The spokesperson for the county said that there are no plans to expand the camp at this time. Instead, the county might move the camp and make it "somewhat smaller and different in scope with respect to infrastructure."

An initial $3 million in funding for the project was provided through the American Rescue Plan Act and MediCal Reimbursement funds, the Press Democrat reported this year. Earlier this month, Gov. Gavin Newsom awarded Sonoma County an additional $4.6 million through the state’s Encampment Resolution Funds to continue the county-backed encampment and to fund assets for shelters at the Los Guilicos Village and the 35 trailers at the Sonoma County Fairgrounds.

"I applaud the state for helping cities and counties with its largest amount from the Encampment Resolution Funds (ERF) to be distributed statewide to date," Sonoma Supervisor Chris Coursey, chair of the Board of Supervisors, said of the $4.6 million in a press release. "Over the past few months, in particular after the opening of the emergency shelter site on county grounds, we have made it clear; permanent housing is the key to ending homelessness. These funds are a big step forward to help us achieve that."

The county spokesperson told Fox News Digital that the "next iteration of housing for individuals at the emergency shelter site is likely to be funded via a combination of federal, state and local funds." Overall, the county said the initiative has paid off but that more work remains to address homelessness.

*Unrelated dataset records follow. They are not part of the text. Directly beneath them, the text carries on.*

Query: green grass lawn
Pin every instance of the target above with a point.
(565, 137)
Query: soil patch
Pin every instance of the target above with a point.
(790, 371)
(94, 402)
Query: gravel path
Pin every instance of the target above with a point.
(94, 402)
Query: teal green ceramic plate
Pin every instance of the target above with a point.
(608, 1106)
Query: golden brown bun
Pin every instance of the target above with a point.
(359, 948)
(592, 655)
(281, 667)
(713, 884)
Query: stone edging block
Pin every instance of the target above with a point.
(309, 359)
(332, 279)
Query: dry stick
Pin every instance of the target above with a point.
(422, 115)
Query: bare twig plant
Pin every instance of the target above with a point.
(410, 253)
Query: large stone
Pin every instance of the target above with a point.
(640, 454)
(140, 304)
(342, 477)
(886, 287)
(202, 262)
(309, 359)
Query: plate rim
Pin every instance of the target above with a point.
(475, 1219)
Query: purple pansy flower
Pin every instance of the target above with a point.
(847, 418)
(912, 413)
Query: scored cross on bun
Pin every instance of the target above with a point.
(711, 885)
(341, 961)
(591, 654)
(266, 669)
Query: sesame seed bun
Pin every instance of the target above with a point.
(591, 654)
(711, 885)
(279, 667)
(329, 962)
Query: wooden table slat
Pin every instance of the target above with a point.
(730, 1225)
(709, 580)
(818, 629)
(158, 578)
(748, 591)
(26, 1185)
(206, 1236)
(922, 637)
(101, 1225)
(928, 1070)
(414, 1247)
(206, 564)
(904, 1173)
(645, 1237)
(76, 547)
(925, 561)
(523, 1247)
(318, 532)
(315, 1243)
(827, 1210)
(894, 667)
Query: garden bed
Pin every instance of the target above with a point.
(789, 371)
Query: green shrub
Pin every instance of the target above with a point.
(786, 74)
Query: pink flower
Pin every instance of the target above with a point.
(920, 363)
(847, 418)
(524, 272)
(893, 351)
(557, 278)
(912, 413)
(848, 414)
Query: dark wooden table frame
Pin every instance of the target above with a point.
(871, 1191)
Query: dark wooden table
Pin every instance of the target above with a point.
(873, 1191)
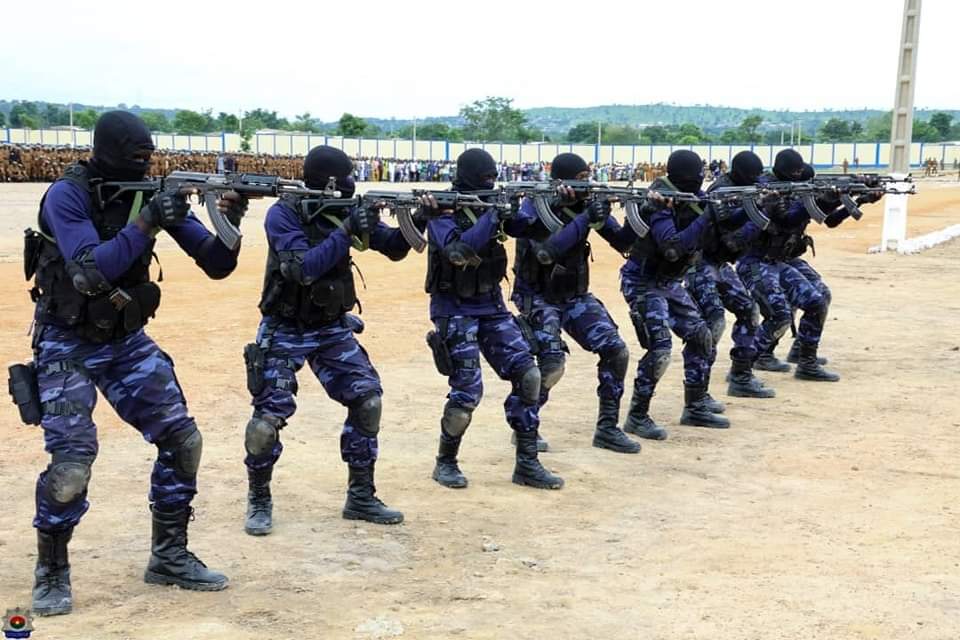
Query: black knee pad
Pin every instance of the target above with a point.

"On a larger level, we have seen a decline in the overall numbers of homelessness across Sonoma County from 2022 to 2023, and this is as a result of efforts like Project Homekey and our region’s focus on adding both interim and permanent supportive housing projects," the spokesperson said. "More needs to be done to add to our numbers of permanent supportive housing – the only real way to reduce homelessness – but we believe we are making progress."

"It often takes a long time to fall into chronic homelessness, and it often takes a long time to come out of it," the spokesperson added.

California has the largest homeless population in the nation, with a recent study finding that 171,000 people in the Golden State are unhoused. The figure is roughly double that of New York’s homeless population and accounts for about 30% of the entire homeless population in the U.S.